QTM 447 Lecture 11: Vanishing Gradients and Generalization

Kevin McAlister

February 18, 2025

Backpropogation

\[ \newcommand\hbb{{\hat{\boldsymbol \beta}}} \newcommand\bb{{\boldsymbol \beta}} \newcommand\expn{{\frac{1}{N} \sum \limits_{i = 1}^N}} \newcommand\sumk{\sum \limits_{k = 1}^K} \newcommand\argminb{\underset{\bb}{\text{argmin }}} \newcommand\argmaxb{\underset{\bb}{\text{argmax }}} \newcommand\gtheta{\mathbf g(\boldsymbol \theta)} \newcommand\htheta{\mathbf H(\boldsymbol \theta)} \]

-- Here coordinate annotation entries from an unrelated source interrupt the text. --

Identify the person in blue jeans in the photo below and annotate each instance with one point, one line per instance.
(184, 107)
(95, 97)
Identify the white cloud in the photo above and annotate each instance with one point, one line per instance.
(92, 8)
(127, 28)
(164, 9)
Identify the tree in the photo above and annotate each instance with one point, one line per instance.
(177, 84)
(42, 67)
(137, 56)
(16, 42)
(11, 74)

Backpropogation is the main workhorse for training DNNs

  • Construct the computational graph for the NN

  • Create initial values for the unknowns

  • Compute the interemediates as a function of the initial values

  • Compute the gradient using backprop

  • Update the unknowns using SGD.

  • Repeat a bunch of times

Backpropogation

For DNNs, there are patterns in the forward and backwards passes that allow us to succinctly write code to compute the complicated gradients!

Quick review:

  • \(\mathbf y\) is a \(N\)-vector of continuous outcomes

  • \(\mathbf X\) is a \(N \times P\) matrix of feature values

  • Loss is MSE

\[\mathcal L(\boldsymbol \theta | \mathbf X, \mathbf y) = \expn (y_i - z_i)^2 = \frac{1}{N} (\mathbf y - \mathbf z)^T(\mathbf y - \mathbf z)\]

Backpropogation

2 layer FCNN

  • Loss layer weights (a \(K_2\) vector)

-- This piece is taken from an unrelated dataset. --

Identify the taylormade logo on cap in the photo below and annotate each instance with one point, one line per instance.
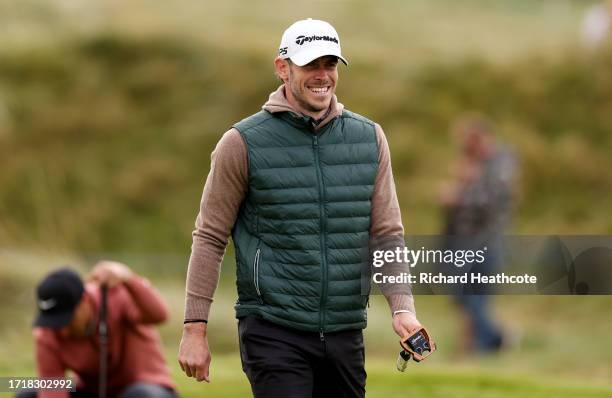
(309, 39)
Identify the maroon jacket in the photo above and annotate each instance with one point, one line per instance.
(134, 349)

  • 2nd layer weights (a \(K_1 \times K_2\) matrix)

  • 1st layer weights (a \(P \times K_2\) matrix)

Backpropogation

Loss layer:

Backpropogation

Loss layer (for a single instance):

\[\frac{\partial \mathcal L}{\partial \mathbf z} = \underset{(1 \times 1)}{-2(y - z)}\]

Backpropogation

Output layer:

Backpropogation

Output layer (for one instance):

\[\underset{(1 \times 1)}{z} = \underset{(1 \times K_2)}{\bb^T}\underset{(K_2 \times 1)}{\mathbf h_2} + \underset{(1 \times 1)}{a}\]

\[\frac{\partial z}{\partial a} = \underset{(1 \times 1)}{1}\]

\[\frac{\partial z}{\partial \bb} = \underset{(1 \times K_2)}{\mathbf h_2}\]

\[\frac{\partial z}{\partial \mathbf h_2} = \underset{(1 \times K_2)}{\bb^T}\]

Backpropogation

Loss gradients:

\[\underset{(1 \times 1)}{z} = \underset{(1 \times K_2)}{\bb^T}\underset{(K_2 \times 1)}{\mathbf h_2} + \underset{(1 \times 1)}{a}\]

\[\frac{\partial \mathcal L_i}{\partial a} = \underset{(1 \times 1)}{-2(y - z)}\]

\[\frac{\partial \mathcal L_i}{\partial \bb} = \underset{(1 \times 1)}{-2(y - z)} \otimes \underset{(1 \times K_2)}{\mathbf h_2}\]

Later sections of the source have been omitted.